New to tying jigs. What do you guys think so far?


----------



## Saugeyefisher (Jul 19, 2010)

They look great! And should produce year round for you. I'm really liking the small one strand jigs. They look a lot like some of the soft plastic tails I use a lot. An black/chartruse combo is hard to beat .
I hardly use hairjigs but plan on accumulating a selection to toss in the crappie box. Let us know how they work for you!


----------



## jon84 (Sep 30, 2015)

Saugeyefisher said:


> They look great! And should produce year round for you. I'm really liking the small one strand jigs. They look a lot like some of the soft plastic tails I use a lot. An black/chartruse combo is hard to beat .
> I hardly use hairjigs but plan on accumulating a selection to toss in the crappie box. Let us know how they work for you!
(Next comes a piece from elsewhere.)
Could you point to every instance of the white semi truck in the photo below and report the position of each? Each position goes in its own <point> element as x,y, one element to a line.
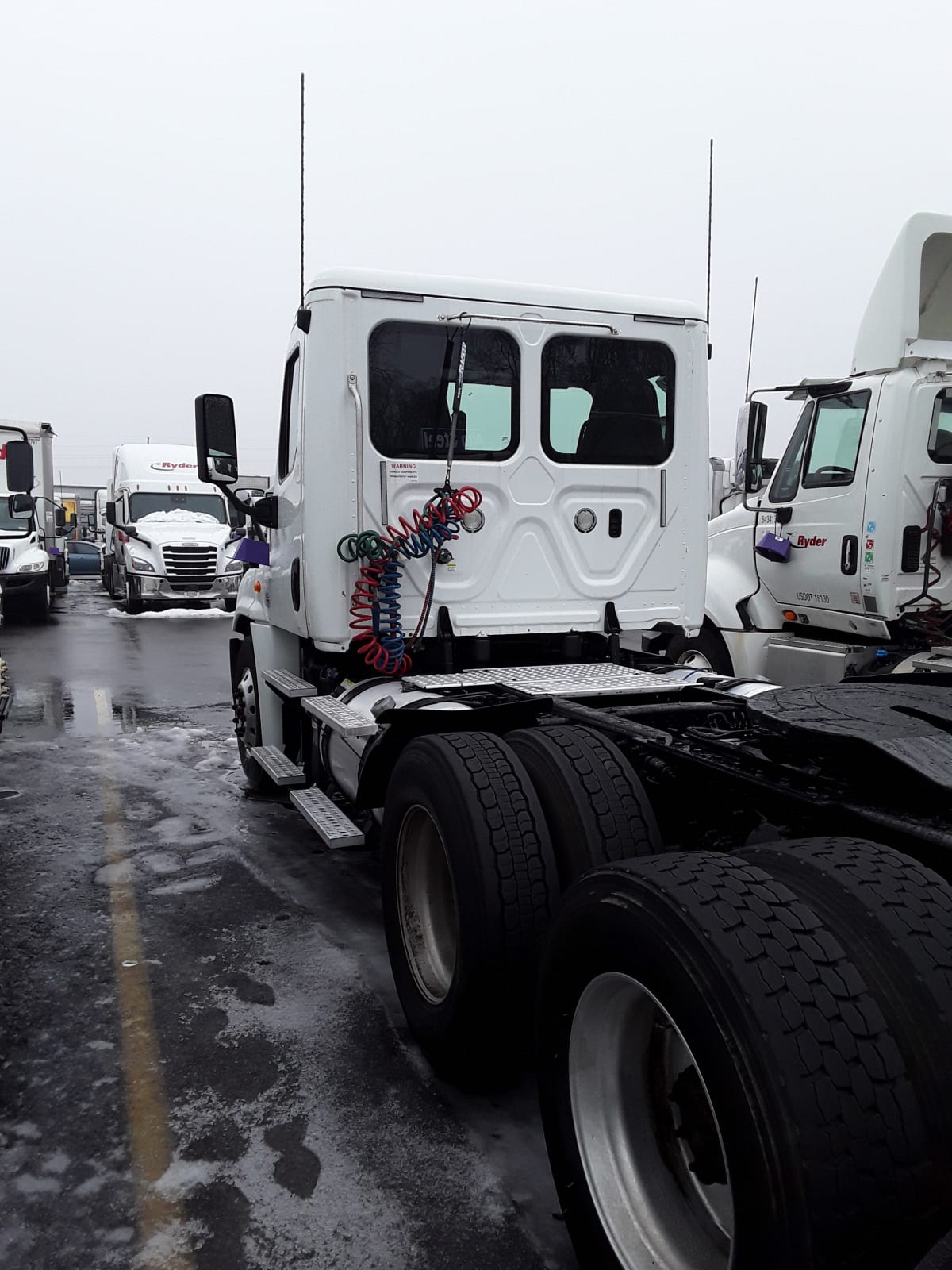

Thank you!I will keep you guys posted


----------



## Fishingisfun (Jul 19, 2012)

Very nice, those will catch fish.


----------



## DHower08 (Nov 20, 2015)

Very nice. I tie alot of my own as well. Black/char. Is an awesome combo as well as black/pink


----------



## DHower08 (Nov 20, 2015)

A little tip. It appears you trimmed some of the natural tips off your material. Always try to only trim where your wrapping. You can loose alot of action by trimmig the tips


----------



## hatteras1 (Jan 18, 2011)

Look really good..


----------



## jon84 (Sep 30, 2015)

DHower08 said:


> A little tip. It appears you trimmed some of the natural tips off your material. Always try to only trim where your wrapping. You can loose alot of action by trimmig the tips


Yes those were the first couple I made not knowing any better. I quit doing it the look better now. I guess its part of teaching yourself lol


----------



## DHower08 (Nov 20, 2015)

Absolutely it is a large lurning curve. Once you figure out what works for you though its amazing what you can come up with


----------



## c. j. stone (Sep 24, 2006)

Been making similar jigs to those for abt 45 years! When using maribou tails behind chenille bodies, I don't use as much as you are using( maybe abt one third that much)! You can buy ten packs at W-mart cheaper than you can make them, but they also are all over-tailed! Commercial maribou jigs are over-tailed to catch fishermen! In this case, bigger is not better! Light wind/wave action will wag/swim the maribou tantalizingly(if not to thick) under a bobber. Tails too thick, it tends to wag/wiggle the entire jig(and it takes quite a wind to do that)! The sparser tails will get bit off after a bunch of fish are caught but then it's time to tie on a new one anyway. Otherwise, they look great!


----------